Just hours ago, the Commission approved our Spectrum Frontiers order, which will accelerate the development of next-generation 5G wireless technology and re-shape our communications infrastructure for the coming decade and beyond. But the Commission’s work never ends, and we are now moving forward with a package of items for consideration at our August open meeting. The focus of next month’s agenda will be one of the Commission’s most consistent priorities: ensuring and expanding communications opportunities for people with disabilities.
I couldn’t be prouder of the Commission’s record in expanding access to communications technology. We enhanced closed captioning and expanded captioning requirements for online video. We’ve accelerated the deployment of text-to-911 – a life-saver for some – and made emergency information on TV more accessible. We developed an open-source video access platform that will dramatically improve direct communications with federal agencies and businesses in American Sign Language (ASL).
For all our progress on accessibility issues, there’s more to be done. We’ll have an opportunity to build on this progress at our August meeting.
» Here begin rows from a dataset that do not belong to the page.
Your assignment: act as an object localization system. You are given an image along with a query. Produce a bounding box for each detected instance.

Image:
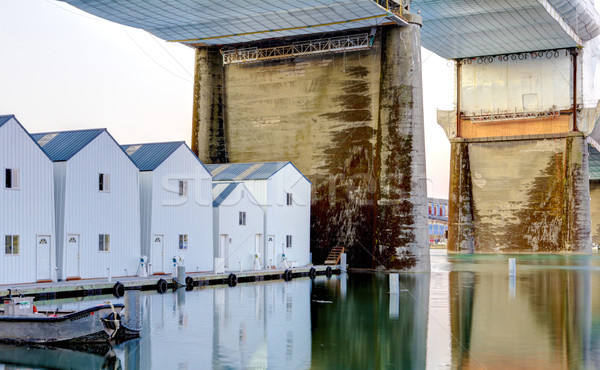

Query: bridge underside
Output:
[58,0,600,258]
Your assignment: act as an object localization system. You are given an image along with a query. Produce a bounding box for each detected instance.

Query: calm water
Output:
[0,251,600,369]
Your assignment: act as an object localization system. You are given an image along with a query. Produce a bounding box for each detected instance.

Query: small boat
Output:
[0,296,139,345]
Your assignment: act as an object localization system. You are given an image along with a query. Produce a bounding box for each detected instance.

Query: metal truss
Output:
[464,111,561,122]
[221,33,374,64]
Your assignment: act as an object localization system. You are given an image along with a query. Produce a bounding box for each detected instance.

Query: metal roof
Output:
[588,144,600,180]
[121,141,185,171]
[31,129,105,162]
[61,0,406,45]
[411,0,600,59]
[213,182,240,207]
[0,114,50,159]
[0,114,16,127]
[206,162,291,181]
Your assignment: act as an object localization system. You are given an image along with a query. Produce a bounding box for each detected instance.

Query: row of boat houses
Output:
[0,115,311,284]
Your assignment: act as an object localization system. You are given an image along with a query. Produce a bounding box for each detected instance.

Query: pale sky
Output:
[0,0,454,198]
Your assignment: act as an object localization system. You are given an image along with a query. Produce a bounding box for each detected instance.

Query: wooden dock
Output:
[0,266,340,301]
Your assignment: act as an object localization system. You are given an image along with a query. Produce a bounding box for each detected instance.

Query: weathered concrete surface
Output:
[590,180,600,244]
[448,142,474,253]
[226,40,381,267]
[192,48,228,163]
[448,133,591,253]
[194,26,429,270]
[375,24,429,271]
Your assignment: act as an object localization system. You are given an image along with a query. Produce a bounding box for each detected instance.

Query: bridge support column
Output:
[192,48,228,163]
[448,141,474,253]
[374,16,429,271]
[448,132,591,253]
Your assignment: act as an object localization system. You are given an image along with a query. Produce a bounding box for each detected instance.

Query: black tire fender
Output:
[156,279,168,294]
[112,281,125,298]
[227,273,237,287]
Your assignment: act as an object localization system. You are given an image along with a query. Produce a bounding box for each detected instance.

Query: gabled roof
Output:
[213,182,240,207]
[588,144,600,180]
[31,129,105,162]
[206,162,291,181]
[0,114,51,159]
[0,114,17,127]
[121,141,185,171]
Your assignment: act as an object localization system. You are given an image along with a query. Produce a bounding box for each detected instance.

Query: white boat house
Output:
[212,182,265,272]
[32,129,141,280]
[121,141,213,274]
[0,115,55,284]
[207,162,311,268]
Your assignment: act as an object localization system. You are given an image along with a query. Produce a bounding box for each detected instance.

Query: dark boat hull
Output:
[0,304,135,344]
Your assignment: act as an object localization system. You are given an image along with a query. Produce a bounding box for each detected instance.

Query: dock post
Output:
[389,274,400,294]
[508,258,517,276]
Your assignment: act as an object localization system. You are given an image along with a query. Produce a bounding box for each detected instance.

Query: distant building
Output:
[32,129,141,280]
[427,198,448,243]
[0,115,55,284]
[213,182,265,271]
[121,141,213,274]
[207,162,311,267]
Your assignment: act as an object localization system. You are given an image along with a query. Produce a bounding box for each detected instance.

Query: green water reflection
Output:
[0,251,600,369]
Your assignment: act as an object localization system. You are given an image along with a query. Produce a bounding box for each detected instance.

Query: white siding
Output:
[59,132,141,279]
[148,145,213,273]
[140,171,154,262]
[0,119,55,284]
[215,184,264,271]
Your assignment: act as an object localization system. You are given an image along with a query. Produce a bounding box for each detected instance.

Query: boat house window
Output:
[4,235,19,255]
[4,168,19,189]
[98,173,110,193]
[179,180,188,197]
[98,234,110,252]
[179,234,187,249]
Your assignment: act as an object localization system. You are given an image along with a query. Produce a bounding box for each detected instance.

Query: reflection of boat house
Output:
[213,182,265,271]
[121,141,213,273]
[32,129,140,280]
[207,162,311,267]
[0,115,54,284]
[427,198,448,243]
The Commission will consider a draft report and order to convert the pilot National Deaf-Blind Equipment Distribution Program (NDBEDP) into a permanent program. Known as “iCanConnect,” this program provides equipment needed to make telecommunications, advanced communications and the Internet accessible to Americans who have significant vision and hearing loss. The new NDBEDP would be able to spend up to $10 million annually to distribute equipment to low-income individuals who are deaf-blind. The program would also provide training and other technical support, including individual assessments of each consumer’s specific accessibility needs, to help low-income people who are deaf-blind better utilize the communications equipment they need to fully participate in society.
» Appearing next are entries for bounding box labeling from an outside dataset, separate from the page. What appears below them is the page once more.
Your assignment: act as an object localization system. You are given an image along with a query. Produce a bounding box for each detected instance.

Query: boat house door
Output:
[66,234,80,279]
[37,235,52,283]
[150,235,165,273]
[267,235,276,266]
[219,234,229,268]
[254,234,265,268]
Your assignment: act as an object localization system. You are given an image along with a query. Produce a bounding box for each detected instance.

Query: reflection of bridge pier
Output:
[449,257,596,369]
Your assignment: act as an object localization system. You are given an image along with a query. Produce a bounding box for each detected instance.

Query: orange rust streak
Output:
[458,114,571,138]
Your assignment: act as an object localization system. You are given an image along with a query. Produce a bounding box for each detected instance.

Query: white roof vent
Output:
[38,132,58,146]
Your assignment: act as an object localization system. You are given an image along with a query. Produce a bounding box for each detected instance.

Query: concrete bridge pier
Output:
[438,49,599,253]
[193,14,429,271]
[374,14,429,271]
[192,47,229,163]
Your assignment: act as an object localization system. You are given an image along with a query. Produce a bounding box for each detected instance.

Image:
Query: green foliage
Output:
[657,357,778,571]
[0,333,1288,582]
Earlier today, I also circulated a proposed report and order that would further strengthen our hearing aid compatibility rules and increase the number of wireless handset models that must be hearing aid compatible. The item builds off new rules and a further proposal that the Commission adopted unanimously last November. The new order would enshrine a consensus plan developed collaboratively by the wireless industry and groups representing people with hearing loss that puts us on the path to achieve hearing aid compatibility for 100 percent of new handsets within eight years. This evolution will greatly expand options for people with hearing loss, simplify the task of finding handsets that work with hearing aids and ensure that people with hearing loss have full access to innovative handsets. At the same time, the implementation time line would ensure that manufacturers and service providers will include HAC features from the earliest stages of the design process.
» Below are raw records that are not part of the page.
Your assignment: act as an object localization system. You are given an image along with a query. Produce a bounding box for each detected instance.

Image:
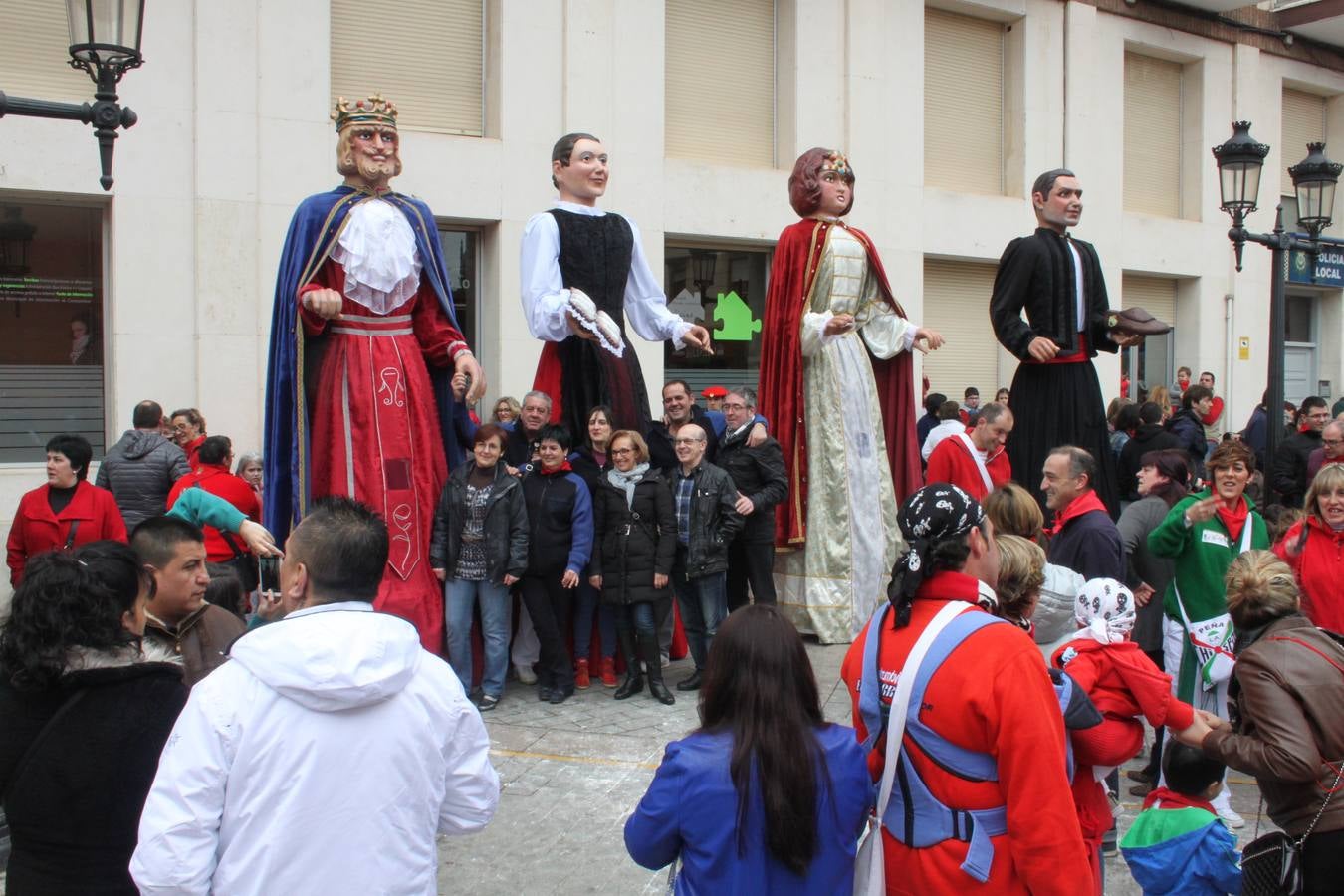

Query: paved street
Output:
[438,643,1258,896]
[0,643,1258,896]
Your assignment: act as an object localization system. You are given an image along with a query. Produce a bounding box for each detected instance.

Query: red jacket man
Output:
[925,404,1013,501]
[840,484,1091,895]
[168,435,261,562]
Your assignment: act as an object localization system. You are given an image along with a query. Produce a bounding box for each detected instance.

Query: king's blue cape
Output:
[262,187,465,542]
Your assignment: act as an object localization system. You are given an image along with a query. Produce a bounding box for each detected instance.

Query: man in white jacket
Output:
[130,496,499,896]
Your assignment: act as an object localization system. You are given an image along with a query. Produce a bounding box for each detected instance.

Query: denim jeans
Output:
[672,553,729,670]
[611,598,672,638]
[444,579,514,697]
[573,572,615,660]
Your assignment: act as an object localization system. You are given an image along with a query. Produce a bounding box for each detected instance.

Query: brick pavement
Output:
[438,643,1267,896]
[0,643,1267,896]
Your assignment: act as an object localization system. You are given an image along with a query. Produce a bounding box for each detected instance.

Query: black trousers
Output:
[522,575,573,691]
[729,536,775,612]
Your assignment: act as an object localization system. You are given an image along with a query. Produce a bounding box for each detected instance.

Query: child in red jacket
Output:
[1051,579,1195,893]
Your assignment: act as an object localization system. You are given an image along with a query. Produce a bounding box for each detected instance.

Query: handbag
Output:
[853,600,971,896]
[1241,762,1344,896]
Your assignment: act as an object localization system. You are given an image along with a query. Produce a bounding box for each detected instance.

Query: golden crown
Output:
[332,93,396,133]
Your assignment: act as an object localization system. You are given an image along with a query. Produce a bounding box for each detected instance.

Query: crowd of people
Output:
[0,96,1344,893]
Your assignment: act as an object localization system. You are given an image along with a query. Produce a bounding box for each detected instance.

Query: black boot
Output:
[640,634,676,707]
[615,627,644,700]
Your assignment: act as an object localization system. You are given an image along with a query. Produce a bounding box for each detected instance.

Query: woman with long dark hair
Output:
[1116,449,1190,796]
[0,542,187,896]
[625,603,872,896]
[1174,551,1344,896]
[569,404,617,689]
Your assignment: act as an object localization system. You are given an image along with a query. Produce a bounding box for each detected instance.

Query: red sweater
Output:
[168,464,261,562]
[1049,638,1195,845]
[840,572,1091,895]
[925,428,1012,501]
[1274,516,1344,634]
[5,481,126,588]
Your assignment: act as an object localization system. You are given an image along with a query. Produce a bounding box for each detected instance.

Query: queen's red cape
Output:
[760,218,923,547]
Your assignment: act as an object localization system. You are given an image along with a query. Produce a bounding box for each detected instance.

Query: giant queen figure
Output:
[760,149,944,643]
[265,94,485,653]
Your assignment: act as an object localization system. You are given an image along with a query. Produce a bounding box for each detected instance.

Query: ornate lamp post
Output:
[1214,120,1344,503]
[0,0,145,189]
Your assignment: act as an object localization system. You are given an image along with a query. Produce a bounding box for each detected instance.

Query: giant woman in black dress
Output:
[520,133,710,434]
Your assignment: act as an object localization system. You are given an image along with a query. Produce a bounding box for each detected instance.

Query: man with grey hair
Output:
[1040,445,1125,580]
[1306,420,1344,488]
[718,385,788,612]
[668,423,742,691]
[504,389,552,476]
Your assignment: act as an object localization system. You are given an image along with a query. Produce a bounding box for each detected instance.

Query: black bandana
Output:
[887,482,986,604]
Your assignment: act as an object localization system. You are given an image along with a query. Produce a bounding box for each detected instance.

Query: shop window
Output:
[649,243,771,392]
[0,200,108,464]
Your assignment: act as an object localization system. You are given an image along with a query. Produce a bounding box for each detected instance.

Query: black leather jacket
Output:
[429,461,527,583]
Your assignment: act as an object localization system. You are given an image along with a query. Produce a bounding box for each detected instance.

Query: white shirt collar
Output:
[556,199,606,218]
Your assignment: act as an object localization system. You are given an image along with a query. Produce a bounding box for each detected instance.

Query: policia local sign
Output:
[1287,239,1344,289]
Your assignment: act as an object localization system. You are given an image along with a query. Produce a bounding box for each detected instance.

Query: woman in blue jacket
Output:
[625,604,872,896]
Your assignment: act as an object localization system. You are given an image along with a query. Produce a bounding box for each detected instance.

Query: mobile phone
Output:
[257,558,280,593]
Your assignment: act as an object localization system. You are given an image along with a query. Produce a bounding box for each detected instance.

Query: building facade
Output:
[0,0,1344,601]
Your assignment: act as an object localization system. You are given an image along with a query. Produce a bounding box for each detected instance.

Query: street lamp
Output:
[1214,120,1344,504]
[0,0,145,189]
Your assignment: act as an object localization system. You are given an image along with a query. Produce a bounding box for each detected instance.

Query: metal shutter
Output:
[919,258,1000,401]
[925,9,1004,196]
[667,0,775,168]
[1270,88,1325,194]
[331,0,485,137]
[0,0,93,103]
[1125,53,1182,218]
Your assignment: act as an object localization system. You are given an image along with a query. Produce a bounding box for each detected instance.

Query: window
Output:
[0,0,93,103]
[1125,53,1182,218]
[1278,88,1325,196]
[665,0,775,166]
[331,0,485,137]
[919,258,1008,401]
[1120,274,1176,400]
[438,224,485,364]
[925,9,1004,196]
[658,243,771,392]
[0,201,105,464]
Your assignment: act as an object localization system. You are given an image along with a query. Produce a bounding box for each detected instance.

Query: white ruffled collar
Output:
[332,199,422,315]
In addition to these accessibility items, the Commission’s August meeting will also feature an item that will both ensure that the rates for inmate calling services (ICS) are just, reasonable, and fair for local and long-distance calls, and that the nation’s jails and prisons are compensated for reasonable costs associated with the provision of inmate calling services. The proposed item takes a careful look at the costs that facilities incur as a result of ICS and covers these ICS-related costs through modest increases in the inmate calling rate caps previously set by the FCC. As always, special thanks are due to Commissioner Clyburn for her leadership on this issue.